Чувствовать несмытую обиду, ежеминутно растравлять рану в груди и тихо шептать про себя:

— Мщение.

Видеть каждую минуту перед собою лицо врага, как лицо любимой женщины.

Закрывать глаза, чтобы лучше разглядеть это лицо, которое как призрак встаёт перед вами.

Видеть, постоянно видеть это лицо, где вы запомнили малейшую черту.

И повторять про себя:

— Мщение.

Ждать минуты встречи, как момента свидания.

И тысячи раз убивать врага, рисуя себе, как струится его кровь.

С сильно бьющимся сердцем напрягать всю фантазию и выдумывать страшнейшие пытки.

О, мозг в эту минуту переполнен кровью, и, опьянённый ею как вином, твердит одно только слово:

— Мщение!

Ждать.

Сжимать рукоятку кинжала, спрятавшись и поджидая.

Сдерживать своё хриплое дыхание, чувствовать его палящий жар.

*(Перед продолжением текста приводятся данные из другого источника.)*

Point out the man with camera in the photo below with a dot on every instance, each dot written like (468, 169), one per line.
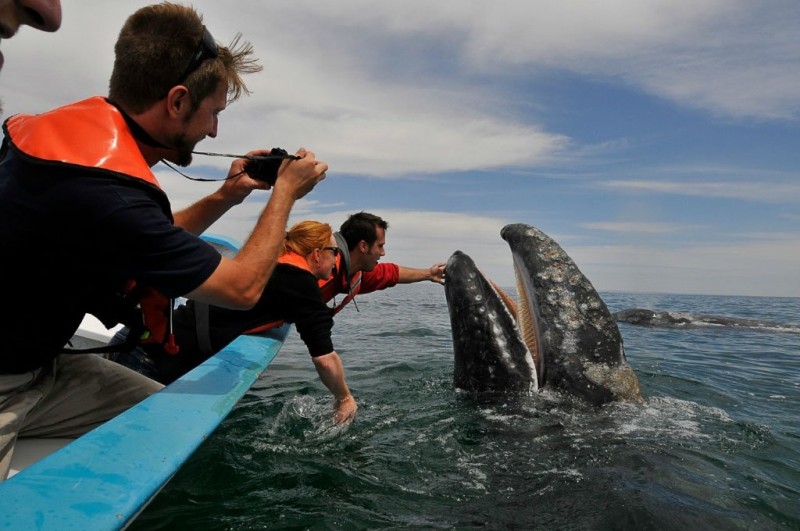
(86, 226)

Томиться жаждой и желать утолить её не водою, а кровью.

Считать время по ударам своего сердца, которое выбивает о стенки груди один звук:

— Мщение.

И дождаться.

Выскочить из засады и стать прямо против, заграждая дорогу, лицом к лицу.

Вспомнить обиду, чтобы сильнее загорелось желание.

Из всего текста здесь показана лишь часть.